Bill and blogs
: Well, Bill Gates embrace of blogs reminds me of his embrace of the Internet, which changed his products, his company, and his industry.
Don’t worry. I’m not about to launch into another spasm of blog triumphalism. Gates wasn’t talking about blogs as blather. He was talking about blogs as tools for personal and business publishing of any kind of information. And he was talking about RSS as a new means of communication and distribution.
This means that, of course, Microsoft will embrace blogs and RSS in its tools, from Word to IE. It also makes Google look smart for buying Blogger (without a strategy then).
Providing publishing tools and space will be an essential service in the near future — for businesses, for family shopping lists, for unlimited sorts of publishing — and the war to win that space is just beginning.
Forget giving me virtually unlimited free email space. Give me virtually unlimited blogspace (and bandwidth).
I’m not sure how this will shake out for companies. It’s easy to argue that blogging toolmakers should consider moving to Maine and opening a B&B (with or without selling to Microsoft) — but then again, as personal and business publishing gets more specialized, there may be opportunities in creating specialized tools. Wouldn’t it be great if the Microsoft Word blogging tool allowed plug-ins? Yeah, it would be great.

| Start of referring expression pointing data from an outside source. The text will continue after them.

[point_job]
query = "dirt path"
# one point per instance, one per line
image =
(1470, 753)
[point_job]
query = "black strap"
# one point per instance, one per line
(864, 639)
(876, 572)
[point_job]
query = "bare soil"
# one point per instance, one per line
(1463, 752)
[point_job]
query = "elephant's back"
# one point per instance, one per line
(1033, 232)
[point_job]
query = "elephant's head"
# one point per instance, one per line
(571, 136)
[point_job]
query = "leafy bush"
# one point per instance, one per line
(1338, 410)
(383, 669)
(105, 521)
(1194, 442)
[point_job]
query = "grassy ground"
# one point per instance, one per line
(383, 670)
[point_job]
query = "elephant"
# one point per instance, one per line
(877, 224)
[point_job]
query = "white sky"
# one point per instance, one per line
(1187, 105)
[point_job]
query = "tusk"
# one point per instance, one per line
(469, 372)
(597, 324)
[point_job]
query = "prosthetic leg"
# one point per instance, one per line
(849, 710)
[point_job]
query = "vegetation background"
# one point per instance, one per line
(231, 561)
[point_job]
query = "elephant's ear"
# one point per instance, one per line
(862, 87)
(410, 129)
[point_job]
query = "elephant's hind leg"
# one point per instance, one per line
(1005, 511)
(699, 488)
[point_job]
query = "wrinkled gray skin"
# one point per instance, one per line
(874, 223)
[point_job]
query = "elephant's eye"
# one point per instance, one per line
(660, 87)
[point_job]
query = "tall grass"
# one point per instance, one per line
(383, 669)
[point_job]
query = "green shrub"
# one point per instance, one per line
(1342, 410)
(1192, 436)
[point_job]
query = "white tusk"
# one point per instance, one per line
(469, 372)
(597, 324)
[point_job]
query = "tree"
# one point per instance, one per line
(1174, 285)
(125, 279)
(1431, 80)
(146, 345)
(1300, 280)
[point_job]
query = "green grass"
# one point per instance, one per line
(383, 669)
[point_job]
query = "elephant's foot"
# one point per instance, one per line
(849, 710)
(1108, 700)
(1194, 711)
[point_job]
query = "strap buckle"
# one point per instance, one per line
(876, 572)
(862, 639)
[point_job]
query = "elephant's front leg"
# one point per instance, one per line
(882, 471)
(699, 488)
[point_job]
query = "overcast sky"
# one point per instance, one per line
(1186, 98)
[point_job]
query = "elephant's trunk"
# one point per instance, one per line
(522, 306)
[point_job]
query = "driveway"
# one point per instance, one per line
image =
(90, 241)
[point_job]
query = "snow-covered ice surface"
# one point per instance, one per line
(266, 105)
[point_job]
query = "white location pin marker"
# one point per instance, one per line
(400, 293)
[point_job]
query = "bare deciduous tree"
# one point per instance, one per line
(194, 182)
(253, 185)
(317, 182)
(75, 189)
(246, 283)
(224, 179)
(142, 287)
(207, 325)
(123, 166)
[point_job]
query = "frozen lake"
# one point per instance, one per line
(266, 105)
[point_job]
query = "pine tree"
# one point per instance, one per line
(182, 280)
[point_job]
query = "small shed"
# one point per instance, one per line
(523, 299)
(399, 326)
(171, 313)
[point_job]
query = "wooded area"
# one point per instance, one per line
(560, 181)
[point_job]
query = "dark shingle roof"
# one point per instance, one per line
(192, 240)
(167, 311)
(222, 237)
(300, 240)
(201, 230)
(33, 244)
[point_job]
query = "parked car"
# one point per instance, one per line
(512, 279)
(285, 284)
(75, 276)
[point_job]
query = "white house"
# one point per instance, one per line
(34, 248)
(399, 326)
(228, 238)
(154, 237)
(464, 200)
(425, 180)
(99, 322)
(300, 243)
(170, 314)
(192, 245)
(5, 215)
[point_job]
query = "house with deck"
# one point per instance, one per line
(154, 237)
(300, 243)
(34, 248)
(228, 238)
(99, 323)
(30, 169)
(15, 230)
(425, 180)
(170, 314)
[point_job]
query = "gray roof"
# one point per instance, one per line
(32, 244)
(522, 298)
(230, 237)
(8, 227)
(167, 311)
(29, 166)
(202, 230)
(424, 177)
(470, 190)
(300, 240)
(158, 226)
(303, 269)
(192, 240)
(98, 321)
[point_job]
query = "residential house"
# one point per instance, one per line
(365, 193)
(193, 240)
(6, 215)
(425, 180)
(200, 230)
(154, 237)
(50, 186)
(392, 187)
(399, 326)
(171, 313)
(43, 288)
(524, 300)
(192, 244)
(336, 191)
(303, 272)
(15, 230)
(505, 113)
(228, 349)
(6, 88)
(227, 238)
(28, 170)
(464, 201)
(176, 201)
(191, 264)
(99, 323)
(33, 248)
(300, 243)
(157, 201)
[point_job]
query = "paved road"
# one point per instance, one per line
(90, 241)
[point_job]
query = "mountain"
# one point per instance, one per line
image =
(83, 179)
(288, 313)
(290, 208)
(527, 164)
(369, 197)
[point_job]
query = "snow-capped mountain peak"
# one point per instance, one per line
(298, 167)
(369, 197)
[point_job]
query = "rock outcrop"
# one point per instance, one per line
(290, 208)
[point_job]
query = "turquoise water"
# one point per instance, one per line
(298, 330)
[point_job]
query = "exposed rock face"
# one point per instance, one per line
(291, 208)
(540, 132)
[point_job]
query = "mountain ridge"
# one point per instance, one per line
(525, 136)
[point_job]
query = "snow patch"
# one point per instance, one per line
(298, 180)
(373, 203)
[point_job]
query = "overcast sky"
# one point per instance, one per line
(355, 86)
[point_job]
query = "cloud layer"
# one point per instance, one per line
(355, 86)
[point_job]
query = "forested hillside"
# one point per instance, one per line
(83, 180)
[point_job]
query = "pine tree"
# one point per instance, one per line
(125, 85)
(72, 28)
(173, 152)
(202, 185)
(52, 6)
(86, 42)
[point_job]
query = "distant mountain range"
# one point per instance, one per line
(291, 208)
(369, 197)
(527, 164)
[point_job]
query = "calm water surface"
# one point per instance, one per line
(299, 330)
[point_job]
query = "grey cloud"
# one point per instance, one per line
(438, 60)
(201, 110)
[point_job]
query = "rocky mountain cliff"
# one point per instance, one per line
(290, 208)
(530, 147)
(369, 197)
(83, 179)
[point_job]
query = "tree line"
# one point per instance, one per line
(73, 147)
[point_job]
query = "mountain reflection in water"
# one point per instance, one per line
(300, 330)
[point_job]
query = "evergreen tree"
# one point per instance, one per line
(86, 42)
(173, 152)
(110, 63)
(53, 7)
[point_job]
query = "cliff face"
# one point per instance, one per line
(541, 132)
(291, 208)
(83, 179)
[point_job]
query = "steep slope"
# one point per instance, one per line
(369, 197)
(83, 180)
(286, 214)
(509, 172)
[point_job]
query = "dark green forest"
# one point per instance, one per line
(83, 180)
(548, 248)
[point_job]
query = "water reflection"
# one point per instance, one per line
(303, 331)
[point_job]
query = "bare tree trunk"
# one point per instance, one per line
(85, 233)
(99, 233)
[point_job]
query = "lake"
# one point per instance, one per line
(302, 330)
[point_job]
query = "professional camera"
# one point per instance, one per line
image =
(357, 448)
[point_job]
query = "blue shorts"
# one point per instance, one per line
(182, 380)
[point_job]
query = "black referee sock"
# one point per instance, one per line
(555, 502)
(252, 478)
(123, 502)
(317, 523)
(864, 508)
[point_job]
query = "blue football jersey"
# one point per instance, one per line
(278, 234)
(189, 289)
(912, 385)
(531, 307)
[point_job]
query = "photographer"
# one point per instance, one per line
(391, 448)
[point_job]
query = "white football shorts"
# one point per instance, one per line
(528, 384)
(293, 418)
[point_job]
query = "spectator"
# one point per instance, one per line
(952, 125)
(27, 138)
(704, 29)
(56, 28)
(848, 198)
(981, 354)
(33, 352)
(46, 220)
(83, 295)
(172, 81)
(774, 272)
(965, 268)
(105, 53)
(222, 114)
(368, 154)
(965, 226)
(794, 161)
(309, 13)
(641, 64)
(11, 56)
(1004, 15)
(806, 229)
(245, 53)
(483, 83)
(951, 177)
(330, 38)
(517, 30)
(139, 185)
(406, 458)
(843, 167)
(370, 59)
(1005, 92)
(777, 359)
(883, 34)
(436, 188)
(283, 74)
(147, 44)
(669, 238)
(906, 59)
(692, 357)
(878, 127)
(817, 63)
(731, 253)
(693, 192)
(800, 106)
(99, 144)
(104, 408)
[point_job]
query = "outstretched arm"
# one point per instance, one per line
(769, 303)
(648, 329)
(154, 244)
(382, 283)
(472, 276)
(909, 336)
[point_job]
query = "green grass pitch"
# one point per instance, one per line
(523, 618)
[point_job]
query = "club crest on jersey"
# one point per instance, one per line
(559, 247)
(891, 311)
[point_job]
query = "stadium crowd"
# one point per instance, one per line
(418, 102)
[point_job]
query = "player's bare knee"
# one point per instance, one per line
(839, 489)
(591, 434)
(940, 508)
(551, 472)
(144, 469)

Years ago, I worked with a German startup that had a flexible toolset — an Internet platform — to allow developers to create, for example, that shopping-list module (which you could update from the web or mobile devices) and a calendar module and a photo module and so on. Today, the Northwestern students creating a community blog at GoSkokie.com are making me look at these tools in a new way (I just killed two development projects for hyperlocal content and plan to use specialized blog modules instead).
The smart way to look at Gates’ blessing is to think about blogging as a platform for any kind of publishing, communication, and distribution. Bill will.